Right from the beginning, Bridget wasn’t satisfied with the investigation. When she finally got her hands on the 100-page police report, she noticed some concerning details. She saw in the report that the officer who investigated Gladys’s death is the brother of the officer who drove the car that hit her.

With the support of several national Aboriginal organizations, Tolley asked the province for an inquiry. She was turned down in 2010.

“I just want to know what happened to my mother,” she declared to a crowd of onlookers at a vigil a year later. “I need honesty, transparency and respect.”

Tolley doesn’t think she’ll get any of that from the National Inquiry into Missing and Murdered Indigenous Women and Girls, which will soon begin public hearings. In fact, she didn’t even register to be part of it.

She feels the inquiry isn’t talking to enough families. She’s disappointed that the police’s handling of cases doesn’t appear to be a focus. She thinks another study is pointless and that the $54-million budget could be better spent on action.
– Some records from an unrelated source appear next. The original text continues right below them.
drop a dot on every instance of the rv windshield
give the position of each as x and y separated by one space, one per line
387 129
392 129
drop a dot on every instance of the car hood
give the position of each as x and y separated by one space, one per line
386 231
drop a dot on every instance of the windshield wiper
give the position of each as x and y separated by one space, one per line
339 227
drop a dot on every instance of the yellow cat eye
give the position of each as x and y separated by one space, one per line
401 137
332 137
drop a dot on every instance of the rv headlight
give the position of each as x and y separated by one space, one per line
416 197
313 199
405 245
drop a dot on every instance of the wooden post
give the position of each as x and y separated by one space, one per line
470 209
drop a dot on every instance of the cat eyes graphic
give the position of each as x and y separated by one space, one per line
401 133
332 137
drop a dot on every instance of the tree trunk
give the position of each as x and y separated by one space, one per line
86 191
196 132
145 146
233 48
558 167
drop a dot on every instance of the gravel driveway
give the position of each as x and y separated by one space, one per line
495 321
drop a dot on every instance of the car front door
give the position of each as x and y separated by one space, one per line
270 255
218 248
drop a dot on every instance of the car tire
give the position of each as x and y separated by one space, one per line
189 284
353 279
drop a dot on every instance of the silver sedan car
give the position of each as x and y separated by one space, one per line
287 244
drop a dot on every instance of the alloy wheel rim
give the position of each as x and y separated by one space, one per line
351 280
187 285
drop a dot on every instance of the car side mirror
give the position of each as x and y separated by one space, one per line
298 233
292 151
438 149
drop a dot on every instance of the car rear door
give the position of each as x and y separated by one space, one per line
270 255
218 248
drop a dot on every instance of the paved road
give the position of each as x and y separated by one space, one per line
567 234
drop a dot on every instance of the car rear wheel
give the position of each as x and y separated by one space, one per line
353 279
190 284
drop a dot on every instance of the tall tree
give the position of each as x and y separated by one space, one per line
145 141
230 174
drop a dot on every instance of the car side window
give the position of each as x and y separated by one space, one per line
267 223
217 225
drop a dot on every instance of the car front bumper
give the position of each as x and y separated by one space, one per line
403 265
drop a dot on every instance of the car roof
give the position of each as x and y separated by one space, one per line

“We’ve been studied to death,” she says. “How many more studies do we need to have when we come down with the same results as all the other studies? Poverty, homelessness, education. It goes back to the reserve and the way we’re getting treated.”

After so many years of advocating, Tolley is starting to worry about the strain on her own health, but she’s determined to keep going “as long as I can walk and run and talk.”

When face to face with Trudeau, she took the opportunity to share her frustration. “I begged him to please help us,” says Tolley as she breaks down in tears. “I told him I don’t want to come back here no more. It hurts every time. Oh my God. I’m just tired.”

This story originally appeared in the May 2017 issue of The Observer with the title “Stolen Mothers.”

Kristy Woudstra is the features editor and digital strategist at Broadview.